As the transition continues and the large global companies and domestic utilities attempt to dominate the new energy shift, a new concept is gaining acceptance and viability called micro grids. Instead of relying on electric power from the major utility (Penn Power or Central Electric) and the interconnecting power grid (note the “local” power grid is called PJM which covers 13 states and over 60 million people and is considered too big to fail), companies, businesses, schools, etc. are looking to generating their own electric power on location with wind, solar and supplemental natural gas. The PA Turnpike Commission has just announced a combination solar and natural gas electric generation facility at its Jeanette, PA Maintenance Facility. The greater Pittsburgh International Airport with Peoples Gas, CNX and IMG Midstream have a similar two source facility under construction at the airport.

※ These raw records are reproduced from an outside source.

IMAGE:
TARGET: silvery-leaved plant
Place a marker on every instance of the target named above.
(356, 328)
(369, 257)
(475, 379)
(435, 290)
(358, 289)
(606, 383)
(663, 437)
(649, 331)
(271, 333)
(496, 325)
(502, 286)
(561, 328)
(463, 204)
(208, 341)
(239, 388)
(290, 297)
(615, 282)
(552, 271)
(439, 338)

On September 1, The PA House of Consumer Affairs Committee held a hearing on House Bill 531 establishing a community solar program. According to the PA Environmental Digest, “community solar projects allow residents and business owners to sign up to purchase electricity from local solar installations, many of which would be located on nearby farms. There are at least 220 solar projects in 41 counties across Pennsylvania ready to break ground pending legislative action.” The companion bill is PA Senate Bill is 705. There is the potential that a number of these projects could be coupled with natural gas powered generators to guarantee power day and night, and allow independence from the utility and the grid.
In this new era it may still be possible to find consensus that natural gas can be the bridge energy for the next several decades. In all the seeking of fossil fuels from afar, we may come to realize the most abundant, reliable, and least expensive energy is beneath our feet.